Figure 3. The contrast of accuracy rate and cross entropy， all the data was divided into batches, each batch contains 100 samples. Picture a shows the the changing of the accuracy and cross entrophy with the number of batches that have been trained on train sets. Picture b shows the data on test sets.

This model fully utilizes the powerful function fitting ability of neural network to predict the off-target sequences of sgRNA. We trained the model and predict the sequences by a large number of data samples. When the model converges, an excellent result with the accuracy of 95.3% in the test dataset was obtained, which surpass the empirical prediction of off-target sequences that only based on the number of mismatched bases, and is beneficial to the design and the structure of sgRNA.
Based on the accuracy we’ve get, we set different mutants to our sgRNA and use our model to predict its binding property to focus on the effect caused by mismatches in positional and quantitative degree. (Suppose the binding process is completely saturated, which means if the sgRNA won’t be off-target predicted by the model ,and it will hit the target gene. And vice versa.) The result is following:

Figure 4. The abscissa axis represents the amounts of mutants we gave to the sgRNA, and the vertical shows the binding probability. When the mutations happened on seed region, the off-target sgRNA is very high. And if the mutations happened on off-seed region, once the amounts of mismatches reached 3,the on-target rate dropped sharply.

Reference

[1] Misha Klein, Behrouz Eslami-Mossallam, Dylan Gonzalez Arroyo, Martin Depken. (2018). Hybridization Kinetics Explains CRISPR-Cas Off-Targeting Rules. Cell Reports 22, 1413-1423.

[2] Iman Farasat, Howard M. Salis. (2016). A Biophysical Model of CRISPR Cas9 Activity for Rational Design of Genome Editing and Gene Regulation. PLOS Computational Biology 12(1), e1004724. DOI: 10.1371/journal.pcbi.1004724.

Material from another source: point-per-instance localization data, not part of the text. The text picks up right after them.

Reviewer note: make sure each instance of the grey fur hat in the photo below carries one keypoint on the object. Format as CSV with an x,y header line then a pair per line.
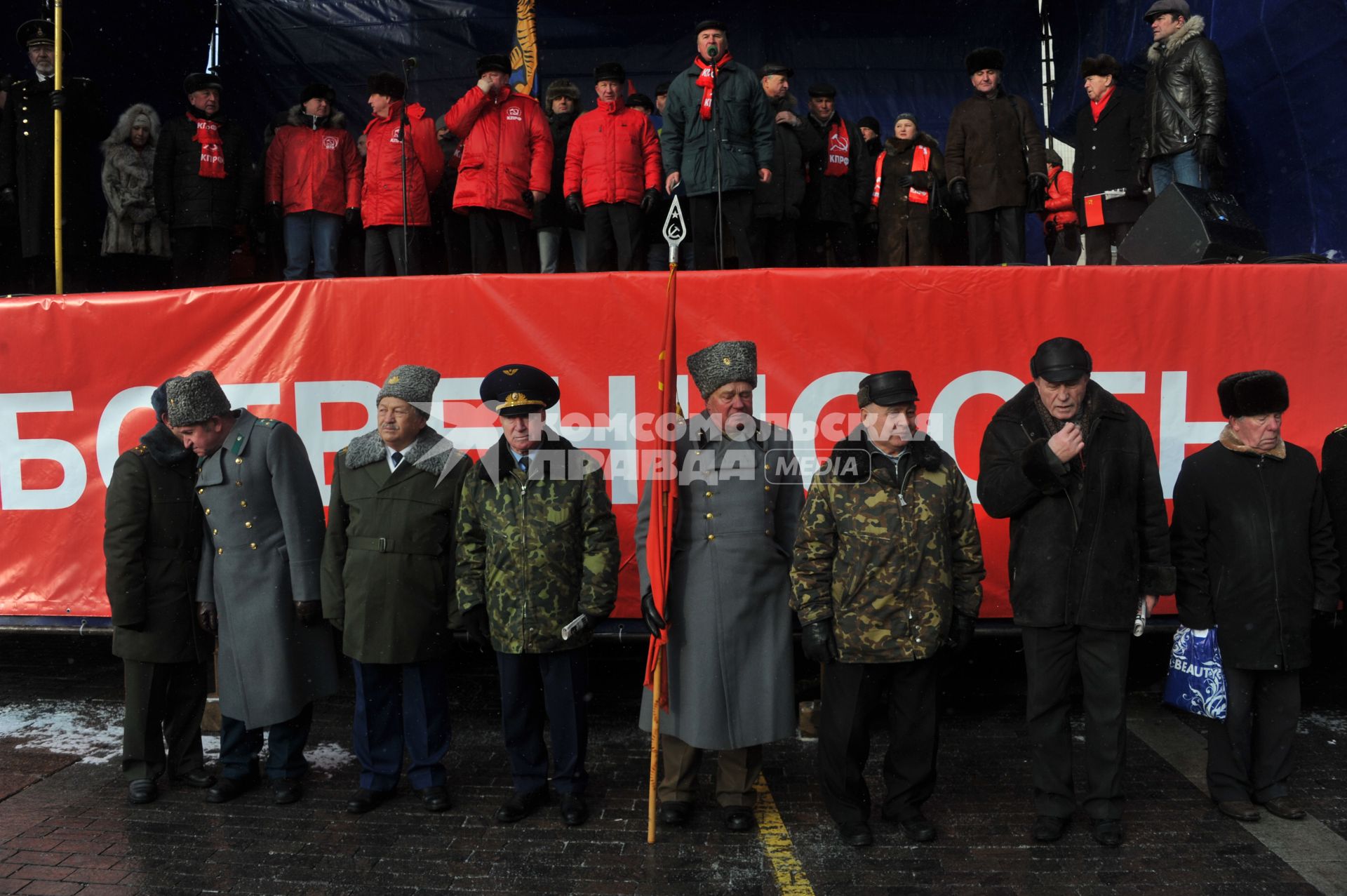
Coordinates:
x,y
413,385
194,398
723,363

[3] Evan A. Boyle, Johan O.L. Andreasson, Lauren M. Chircus, et al. (2017). High-throughput biochemical profiling reveals sequence determinants of dCas9 off-target binding and unbinding. PNAS, DOI: 10.1073/pnas.1700557114.

[4] Bikard, D., Jiang, W., Samai, P., Hochschild, A., Zhang, F., & Marraffini, L. A. (2013). Programmable repression and activation of bacterial gene expression using an engineered crispr-cas system. Nucleic Acids Research, 41(15), 7429-7437.